Книга: Фрагменты прошлого
Назад: Тикающие часы
Дальше: Брелок с моим именем

Вечер воскресенья

– Джесса?
Голос матери Калеба поднимается наверх, на секунду опережая ее шаги. Я выхожу из почтовой программы, выключаю компьютер и монитор. Рысью бегу к двери, убираю перекрывающую ее клюшку и распахиваю дверь прямо в тот момент, когда Ив поворачивает ручку.
– Здравствуйте, – говорю я.
Она слегка склоняет голову набок, наверное, заметив, что я раскраснелась и учащенно дышу.
– Я засомневалась, тут ли ты еще. Слишком тихо было.
Киваю на коробки.
– Я закончила с ящиками. И спортивным снаряжением.
Голова идет кругом, на кончике языка вертятся слова: «Кто-то изменил его почтовый пароль. Кто-то копался в его вещах. В его почте. Здесь». Первая мысль, первая пришедшая на ум картинка – Калеб, склонившийся где-то над компьютером, изменяющий свой пароль. Однако я отмахиваюсь от этой мысли, от болезненной надежды, даже прежде чем в голову приходят другие возможные варианты: Ив, Мия, Макс, безымянная девушка, которая отсылала ему письма, с которой он встречался…
Ив хмурится.
– Ты завтра сюда прямо из школы придешь?
Только тогда я замечаю, что за окном потемнело и на стены легли косые тени от вентилятора.

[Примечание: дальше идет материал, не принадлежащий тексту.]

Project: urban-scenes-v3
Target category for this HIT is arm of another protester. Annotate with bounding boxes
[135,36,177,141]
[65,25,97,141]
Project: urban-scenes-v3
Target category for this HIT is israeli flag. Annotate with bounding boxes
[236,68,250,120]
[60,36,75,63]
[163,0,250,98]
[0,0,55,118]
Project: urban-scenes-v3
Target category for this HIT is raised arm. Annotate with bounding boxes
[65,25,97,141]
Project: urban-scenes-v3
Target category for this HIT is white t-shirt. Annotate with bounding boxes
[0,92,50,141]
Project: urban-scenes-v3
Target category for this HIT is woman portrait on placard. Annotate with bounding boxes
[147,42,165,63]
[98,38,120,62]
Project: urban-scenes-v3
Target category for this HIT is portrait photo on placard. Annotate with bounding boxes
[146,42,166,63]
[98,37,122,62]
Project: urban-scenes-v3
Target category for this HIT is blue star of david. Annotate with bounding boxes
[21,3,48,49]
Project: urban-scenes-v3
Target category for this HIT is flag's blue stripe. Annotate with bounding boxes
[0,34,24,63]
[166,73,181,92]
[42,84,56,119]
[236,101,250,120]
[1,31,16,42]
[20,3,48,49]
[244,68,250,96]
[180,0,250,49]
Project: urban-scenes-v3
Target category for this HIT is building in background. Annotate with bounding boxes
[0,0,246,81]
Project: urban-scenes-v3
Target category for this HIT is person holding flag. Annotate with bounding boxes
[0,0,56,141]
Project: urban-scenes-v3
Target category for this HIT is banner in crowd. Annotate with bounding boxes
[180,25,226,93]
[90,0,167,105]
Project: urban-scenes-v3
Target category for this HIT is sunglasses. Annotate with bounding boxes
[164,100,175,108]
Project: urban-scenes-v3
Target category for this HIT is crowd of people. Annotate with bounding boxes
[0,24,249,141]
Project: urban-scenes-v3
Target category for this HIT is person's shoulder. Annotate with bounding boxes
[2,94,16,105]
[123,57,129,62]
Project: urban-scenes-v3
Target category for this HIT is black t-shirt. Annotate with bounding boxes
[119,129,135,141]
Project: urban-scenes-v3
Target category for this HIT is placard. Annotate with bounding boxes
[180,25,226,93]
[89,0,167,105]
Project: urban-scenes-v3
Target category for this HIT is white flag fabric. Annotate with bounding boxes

– Наверное, – отвечаю я. Хватаю сумочку и прохожу мимо Ив. Меня мелко потряхивает.
Она вцепляется в мою сумочку, и мы обе застываем на узком пролете.
– Оставь все здесь.
Я вздрагиваю.
– Я ничего не брала.
Пальцы Ив не выпускают сумочку, но и не тянут за нее.
– Можно посмотреть? – спрашивает она.
Я киваю, отдавая ей сумочку. Меня снова охватывает страх, что она навсегда изгонит меня из комнаты Калеба, из их жизни, и я не успею во всем разобраться. Завеса тайны только-только начала приоткрываться. Я чувствую, Ив мне не доверяет, и боюсь, что она запретит мне сюда приходить. Тогда я не докопаюсь до истины.
Ив расстегивает сумочку, пробегается пальцами по кошельку и мобильному, сдвигает пачку с жвачкой и запасным тампоном, бряцает монетами и тюбиком блеска для губ. Наши с Калебом фотографии у меня дома, благополучно перенесены мной днем раньше. Автобусный билет лежит в заднем кармане джинсов. Если Ив и замечает упаковку презервативов, засунутую в самый низ сумочки, то ничего не говорит.
– Можно? – спрашиваю я и, не ожидая ответа, тяну сумочку к себе. Не хочу, чтобы она трогала мои вещи – мои! – но и не хочу, чтобы она запретила мне сюда возвращаться. Я словно балансирую на краю пропасти. Не знаю, как с ней себя вести. Наверное, это взаимно. Она хочет, чтобы я приходила и собирала за нее вещи Калеба, и в то же время не хочет, чтобы я находилась здесь и рылась в его вещах. Я напоминаю ей о том, с чего началась череда трагических событий: о присутствии Калеба на моем забеге, о начале конца. Ясно одно – нам слишком тесно вдвоем в этой комнате.
Ив молча позволяет мне спуститься по лестнице. Я сбегаю по ступенькам так же стремительно, как это делал Калеб. Меня трясет, воздух дрожит от напряжения. Я двигаюсь быстро, страшась, что Ив заметит очертания билета в моем кармане, что остановит меня, позовет назад.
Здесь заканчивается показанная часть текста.